The Art of Chinese Snuff Bottle, Poly Art Museum, p. 111
Christie's London, October 1987
Christie's New York, 1993
Empress Place Museum, Singapore, 1994
Museum fur Kunsthandwerk, Frankfurt, 1996-1997
Percival David Foundation of Chinese Art, London, 1997
Naples Museum of Art, Florida, 2002
Portland Museum of Art, Oregon, 2002
National Museum of History, Taipei, 2002
International Asian Art Fair, Seventh Regiment Armory, New York, 2003
Poly Art Museum, Beijing, 2003
Special notice

Prospective purchasers are advised that several countries prohibit the importation of property containing materials from endangered species, including but not limited to coral, ivory and tortoiseshell. Accordingly, prospective purchasers should familiarize themselves with relevant customs regulations prior to bidding if they intend to import this lot into another country.

Lot Essay

This bottle belongs to a series of intriguing 'coin' bottles carved with the two sides of the Spanish silver dollar which, along with a gold counterpart, were standard international currency in trading during the 19th century. Such bottles are usually of rock crystal but are also found in other types of quartz, and nephrite, and very rarely, in glass. This excellent example exhibits a faithful reproduction of the original coin, including all the text, which would have meant nothing to a Chinese lapidary and was frequently reduced to mirror images, a pastiche, or meaningless squiggles. The 'M' with a small circle over it indicates production at the Mexican mint. For a discussion on these coins, see Moss, Graham, Tsang, A Treasury of Chinese Snuff Bottles, vol. 2, Quartz, no. 238, where it is noted:

Of the known early coin bottles, almost all of them reproduce coins minted in Mexico during the reign of Charles III (1760-1788) or his son Charles IV (1788-1808). The earliest date noted so far on one of these coin bottles is 1780 and the latest 1801, with many examples for the years 1789-1798, which coincides almost exactly with the period when commerce between China and the United States intensified, the first American trading vessel having arrived in Guangzhou in 1785. After the American War of Independence, the United States accepted the eight-reales coins as their official currency. It was not until 1785 that a new American-style silver dollar was approved by Congress but no coins were struck until 1794. American traders to China would have been using mostly Mexican dollars in the early trading years and were almost certainly the main impetus behind this new type of snuff bottle. After the Mexican declaration of independence in 1821, no more Spanish dollars were minted in that country. The tendency to treat coins alternately as coins and lumps of silver also led to the common practice in the Spanish colonies of cutting a dollar into eight pieces, or 'bits', in order to produce smaller units of currency, and the convenience of this practice was perpetuated in the division of the American dollar into four 'quarters', which are still referred to colloquially as 'two bits'.

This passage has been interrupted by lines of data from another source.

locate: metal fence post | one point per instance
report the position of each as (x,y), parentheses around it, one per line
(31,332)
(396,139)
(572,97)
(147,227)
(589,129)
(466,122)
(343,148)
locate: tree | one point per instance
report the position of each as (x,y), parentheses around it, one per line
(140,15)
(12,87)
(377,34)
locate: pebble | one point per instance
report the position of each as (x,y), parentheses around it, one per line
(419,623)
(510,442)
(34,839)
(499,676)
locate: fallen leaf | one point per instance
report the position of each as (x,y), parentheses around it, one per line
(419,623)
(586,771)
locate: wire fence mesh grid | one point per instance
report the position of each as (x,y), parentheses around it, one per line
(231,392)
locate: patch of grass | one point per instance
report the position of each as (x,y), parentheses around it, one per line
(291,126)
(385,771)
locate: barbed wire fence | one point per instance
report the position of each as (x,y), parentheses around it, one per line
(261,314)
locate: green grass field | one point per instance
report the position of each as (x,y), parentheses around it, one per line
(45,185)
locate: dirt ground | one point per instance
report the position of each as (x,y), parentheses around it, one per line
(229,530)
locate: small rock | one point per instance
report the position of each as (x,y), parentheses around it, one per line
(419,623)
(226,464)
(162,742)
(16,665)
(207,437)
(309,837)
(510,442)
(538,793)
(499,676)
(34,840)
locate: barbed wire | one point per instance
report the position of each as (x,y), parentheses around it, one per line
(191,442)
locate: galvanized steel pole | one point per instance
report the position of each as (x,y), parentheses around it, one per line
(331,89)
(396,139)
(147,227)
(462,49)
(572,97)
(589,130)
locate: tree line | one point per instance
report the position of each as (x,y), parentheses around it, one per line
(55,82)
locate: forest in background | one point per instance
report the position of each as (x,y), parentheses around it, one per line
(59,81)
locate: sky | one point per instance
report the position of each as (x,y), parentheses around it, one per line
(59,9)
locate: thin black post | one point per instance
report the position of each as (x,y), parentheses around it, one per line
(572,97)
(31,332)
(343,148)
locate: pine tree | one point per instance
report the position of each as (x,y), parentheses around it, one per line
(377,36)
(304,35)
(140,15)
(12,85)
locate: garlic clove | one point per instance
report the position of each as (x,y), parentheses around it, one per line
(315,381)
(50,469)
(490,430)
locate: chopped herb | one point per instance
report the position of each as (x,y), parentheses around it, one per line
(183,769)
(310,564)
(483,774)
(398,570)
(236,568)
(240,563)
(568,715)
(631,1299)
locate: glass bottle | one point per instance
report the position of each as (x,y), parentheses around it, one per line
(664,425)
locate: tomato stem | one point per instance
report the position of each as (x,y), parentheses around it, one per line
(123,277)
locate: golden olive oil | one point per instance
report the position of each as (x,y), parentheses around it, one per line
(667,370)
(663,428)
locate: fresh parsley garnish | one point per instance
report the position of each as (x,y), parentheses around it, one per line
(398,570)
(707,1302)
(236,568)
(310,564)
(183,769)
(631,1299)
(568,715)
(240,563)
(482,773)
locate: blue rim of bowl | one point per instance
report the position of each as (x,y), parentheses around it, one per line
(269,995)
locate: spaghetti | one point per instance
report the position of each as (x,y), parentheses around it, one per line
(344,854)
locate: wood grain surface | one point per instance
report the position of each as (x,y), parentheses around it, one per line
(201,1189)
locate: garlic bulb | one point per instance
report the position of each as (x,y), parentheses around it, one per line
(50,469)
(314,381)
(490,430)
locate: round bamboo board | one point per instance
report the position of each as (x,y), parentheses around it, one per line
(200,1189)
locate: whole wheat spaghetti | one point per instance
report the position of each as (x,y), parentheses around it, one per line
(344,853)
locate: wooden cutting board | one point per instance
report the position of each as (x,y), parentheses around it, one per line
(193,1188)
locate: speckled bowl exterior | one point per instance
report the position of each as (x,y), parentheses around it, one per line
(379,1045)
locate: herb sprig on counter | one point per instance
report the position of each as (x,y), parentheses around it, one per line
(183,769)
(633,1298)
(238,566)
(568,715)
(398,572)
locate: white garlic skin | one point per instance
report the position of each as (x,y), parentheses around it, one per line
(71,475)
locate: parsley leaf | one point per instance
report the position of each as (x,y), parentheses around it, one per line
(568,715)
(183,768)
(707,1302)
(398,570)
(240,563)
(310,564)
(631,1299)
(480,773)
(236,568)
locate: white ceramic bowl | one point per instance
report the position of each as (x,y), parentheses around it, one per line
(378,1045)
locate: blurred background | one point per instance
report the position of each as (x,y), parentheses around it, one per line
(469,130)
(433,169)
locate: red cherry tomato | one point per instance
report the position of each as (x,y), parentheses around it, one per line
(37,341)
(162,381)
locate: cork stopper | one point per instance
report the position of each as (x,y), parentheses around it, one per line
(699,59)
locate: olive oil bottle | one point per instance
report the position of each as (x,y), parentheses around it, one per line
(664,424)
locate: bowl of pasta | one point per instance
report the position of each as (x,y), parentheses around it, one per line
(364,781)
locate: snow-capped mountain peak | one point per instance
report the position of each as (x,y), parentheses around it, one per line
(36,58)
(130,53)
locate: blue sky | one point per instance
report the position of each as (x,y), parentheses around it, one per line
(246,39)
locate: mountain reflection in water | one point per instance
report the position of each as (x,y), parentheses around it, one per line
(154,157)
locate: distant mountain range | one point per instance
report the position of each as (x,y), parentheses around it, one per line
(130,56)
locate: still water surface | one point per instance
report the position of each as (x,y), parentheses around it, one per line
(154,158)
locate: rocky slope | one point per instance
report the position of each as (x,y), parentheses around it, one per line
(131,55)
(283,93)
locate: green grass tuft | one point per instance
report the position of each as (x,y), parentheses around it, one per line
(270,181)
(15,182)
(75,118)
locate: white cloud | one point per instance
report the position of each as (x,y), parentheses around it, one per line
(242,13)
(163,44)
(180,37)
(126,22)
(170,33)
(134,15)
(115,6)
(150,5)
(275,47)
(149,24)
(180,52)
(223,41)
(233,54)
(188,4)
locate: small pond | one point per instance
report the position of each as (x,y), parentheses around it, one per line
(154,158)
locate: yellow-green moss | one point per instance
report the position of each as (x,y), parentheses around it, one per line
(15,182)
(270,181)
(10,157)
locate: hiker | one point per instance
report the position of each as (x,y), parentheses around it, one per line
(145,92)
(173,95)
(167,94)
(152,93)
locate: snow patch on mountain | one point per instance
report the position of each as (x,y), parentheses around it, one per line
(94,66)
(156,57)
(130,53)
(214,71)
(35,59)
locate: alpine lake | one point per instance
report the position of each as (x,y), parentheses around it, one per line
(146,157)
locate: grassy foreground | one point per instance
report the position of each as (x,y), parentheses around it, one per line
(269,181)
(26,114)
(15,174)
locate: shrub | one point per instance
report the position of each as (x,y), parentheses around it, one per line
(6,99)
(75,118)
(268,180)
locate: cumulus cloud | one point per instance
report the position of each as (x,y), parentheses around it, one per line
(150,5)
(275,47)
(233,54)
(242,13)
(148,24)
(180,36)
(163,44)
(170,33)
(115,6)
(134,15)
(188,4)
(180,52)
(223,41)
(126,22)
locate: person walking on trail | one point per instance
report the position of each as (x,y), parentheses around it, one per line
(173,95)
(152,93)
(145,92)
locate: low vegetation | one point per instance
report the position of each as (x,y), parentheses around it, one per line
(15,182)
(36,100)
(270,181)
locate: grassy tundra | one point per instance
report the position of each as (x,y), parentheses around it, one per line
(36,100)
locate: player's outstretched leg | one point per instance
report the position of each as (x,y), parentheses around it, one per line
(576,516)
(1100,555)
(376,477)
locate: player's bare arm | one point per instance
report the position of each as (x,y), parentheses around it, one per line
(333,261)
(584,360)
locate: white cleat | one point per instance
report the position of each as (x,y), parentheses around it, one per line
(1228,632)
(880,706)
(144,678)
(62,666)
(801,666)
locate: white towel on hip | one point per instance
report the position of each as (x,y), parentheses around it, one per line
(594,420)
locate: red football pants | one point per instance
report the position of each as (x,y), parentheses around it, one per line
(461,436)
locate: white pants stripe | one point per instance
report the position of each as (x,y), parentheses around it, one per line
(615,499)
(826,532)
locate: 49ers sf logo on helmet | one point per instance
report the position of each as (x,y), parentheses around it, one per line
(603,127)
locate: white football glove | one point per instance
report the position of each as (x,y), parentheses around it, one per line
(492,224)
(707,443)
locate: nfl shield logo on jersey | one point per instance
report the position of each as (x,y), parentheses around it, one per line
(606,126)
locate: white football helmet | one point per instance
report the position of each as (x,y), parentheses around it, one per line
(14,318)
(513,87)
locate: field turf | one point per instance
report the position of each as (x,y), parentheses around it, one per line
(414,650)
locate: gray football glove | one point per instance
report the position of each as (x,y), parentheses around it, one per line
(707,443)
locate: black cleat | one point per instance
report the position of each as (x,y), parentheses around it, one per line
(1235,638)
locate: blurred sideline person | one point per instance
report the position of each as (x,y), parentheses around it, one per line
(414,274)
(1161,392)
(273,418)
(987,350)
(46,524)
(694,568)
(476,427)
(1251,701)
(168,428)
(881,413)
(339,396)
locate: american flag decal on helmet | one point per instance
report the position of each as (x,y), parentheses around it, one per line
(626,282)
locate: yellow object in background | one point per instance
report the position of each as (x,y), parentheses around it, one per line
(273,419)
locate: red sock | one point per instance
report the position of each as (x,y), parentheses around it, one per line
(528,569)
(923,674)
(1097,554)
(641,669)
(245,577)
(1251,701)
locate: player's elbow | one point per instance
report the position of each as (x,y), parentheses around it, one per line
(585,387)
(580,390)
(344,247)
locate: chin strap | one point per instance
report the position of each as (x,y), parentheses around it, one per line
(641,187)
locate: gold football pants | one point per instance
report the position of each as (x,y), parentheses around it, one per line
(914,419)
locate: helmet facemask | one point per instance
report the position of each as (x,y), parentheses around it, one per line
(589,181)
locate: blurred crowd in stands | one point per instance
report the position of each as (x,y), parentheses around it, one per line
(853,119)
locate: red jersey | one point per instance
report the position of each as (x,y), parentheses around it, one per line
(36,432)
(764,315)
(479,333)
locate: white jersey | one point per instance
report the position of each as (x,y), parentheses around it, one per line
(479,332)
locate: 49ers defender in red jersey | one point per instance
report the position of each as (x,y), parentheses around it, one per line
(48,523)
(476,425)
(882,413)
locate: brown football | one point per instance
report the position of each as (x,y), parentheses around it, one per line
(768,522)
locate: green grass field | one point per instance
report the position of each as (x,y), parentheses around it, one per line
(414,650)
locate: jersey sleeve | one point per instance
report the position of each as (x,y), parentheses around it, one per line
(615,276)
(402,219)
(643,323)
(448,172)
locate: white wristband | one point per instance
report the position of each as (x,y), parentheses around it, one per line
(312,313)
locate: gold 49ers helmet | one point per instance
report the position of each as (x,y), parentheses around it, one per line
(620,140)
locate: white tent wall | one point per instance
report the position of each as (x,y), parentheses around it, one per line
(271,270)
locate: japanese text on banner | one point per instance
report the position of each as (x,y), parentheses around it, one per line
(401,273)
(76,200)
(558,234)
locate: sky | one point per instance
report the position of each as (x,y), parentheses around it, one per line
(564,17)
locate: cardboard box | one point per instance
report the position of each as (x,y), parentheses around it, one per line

The arrangement of the obverse and reverse of the coin on different sides of the bottle perfectly suits the Chinese taste for panels of decoration. The milled edge of the coin on the present bottle creates the panel frame. Milled edges on coinage were introduced at a time when coins were made of precious metal, to prevent the clipping of small amounts of valuable material from the edges of coins.

The distinctly opaque appearance created by the concentrated white flecks in the glass was an alternative to bubbles in transforming clear glass into a non-transparent material for overlaying. The usual term for such glass, which seems o have been in use since the early eighteenth century, is 'snowflake' or 'camphor' glass. In earlier bottles, the flecks were more sparsely distributed and usually combined with bubbles. The very dense, even disposition of the 'snowflakes' in this example seem to have been an early nineteenth-century development.